Interpretive Summary: Lower body muscle power is important for maintaining functional independence and mobility amoung older adults. Greater knowledge of the major factors that are associated with the decline in muscle power among older adults is necessary and could provide important information for intervention and management strategies targeting mobility loss among older persons. This study examined the physiological determinants of muscle power among three distinct populations: healthy middle aged, healthy older and mobility limited older males and females. Our analysis of muscle biopsy samples in mobility-limited elders also revealed that surviving muscle fibers had enlarged and compensated for the age-related losses in whole muscle power and mobility with advancing age may be caused, particular, by impairments in neuromuscular activation and a concomitant reduction in muscle quality.
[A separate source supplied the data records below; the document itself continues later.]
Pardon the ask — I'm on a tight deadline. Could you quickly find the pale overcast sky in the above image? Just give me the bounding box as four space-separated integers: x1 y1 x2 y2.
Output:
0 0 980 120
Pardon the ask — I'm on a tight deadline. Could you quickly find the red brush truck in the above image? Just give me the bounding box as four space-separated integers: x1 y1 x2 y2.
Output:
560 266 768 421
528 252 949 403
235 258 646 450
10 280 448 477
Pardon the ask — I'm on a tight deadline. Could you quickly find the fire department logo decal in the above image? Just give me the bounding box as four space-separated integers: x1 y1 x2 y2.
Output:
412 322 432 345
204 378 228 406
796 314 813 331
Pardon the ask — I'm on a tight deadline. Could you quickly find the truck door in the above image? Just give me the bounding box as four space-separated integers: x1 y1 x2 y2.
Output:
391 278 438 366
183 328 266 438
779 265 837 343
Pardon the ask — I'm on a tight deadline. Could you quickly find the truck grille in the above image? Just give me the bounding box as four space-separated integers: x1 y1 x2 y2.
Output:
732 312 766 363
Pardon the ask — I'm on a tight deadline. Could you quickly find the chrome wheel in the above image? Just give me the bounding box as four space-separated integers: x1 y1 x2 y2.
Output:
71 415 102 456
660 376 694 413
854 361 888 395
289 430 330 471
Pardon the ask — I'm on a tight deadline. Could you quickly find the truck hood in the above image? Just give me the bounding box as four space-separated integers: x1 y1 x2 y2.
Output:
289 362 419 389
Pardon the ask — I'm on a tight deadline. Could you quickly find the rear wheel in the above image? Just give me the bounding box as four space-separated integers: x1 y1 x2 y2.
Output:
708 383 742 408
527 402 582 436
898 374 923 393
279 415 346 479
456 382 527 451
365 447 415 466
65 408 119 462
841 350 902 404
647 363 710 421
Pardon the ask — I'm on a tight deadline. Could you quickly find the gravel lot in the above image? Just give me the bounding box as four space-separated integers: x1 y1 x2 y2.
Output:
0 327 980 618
Technical Abstract: This study investigated the physiological and gender determinants of the age-related loss of muscle power in 31 healthy middle-aged adults (aged 40-55 years), 28 healthy older adults (70-85 years) and 34 mobility-limited older adults (70-85 years). We hypothesized that leg extensor muscle power would be significantly lower in mobility-limited elders relative to both healthy groups and sought to characterize the physiological mechanisms associated with the reduction of muscle power with aging. Computed tomography was utilized to assess mid-thigh body composition and calculate specific muscle power and strength. Surface electromyography was used to assess rate of neuromuscular activation and muscle biopsies were taken to evaluate single muscle fiber contractile properties. Peak muscle power, strength, muscle cross-sectional area, specific muscle power and rate of neuromuscular activation were significantly lower among mobility-limited elders compared to both healthy groups (P = 0.05). Mobility-limited older participants had greater deposits of intermuscular adipose tissue (P < 0.001). Single fiber contractile properties of type I and type IIA muscle fibers were preserved in mobility-limited elders relative to both healthy groups. Male gender was associated with greater decrements in peak and specific muscle power among mobility-limited participants. Impairments in the rate of neuromuscular activation and concomitant reductions in muscle quality are important physiological mechanisms contributing to muscle power deficits and mobility limitations. The dissociation between age-related changes at the whole muscle and single fiber level suggest that, even among older adults with overt mobility problems, contractile properties of surviving muscle fibers are preserved in an attempt to maintain overall muscle function.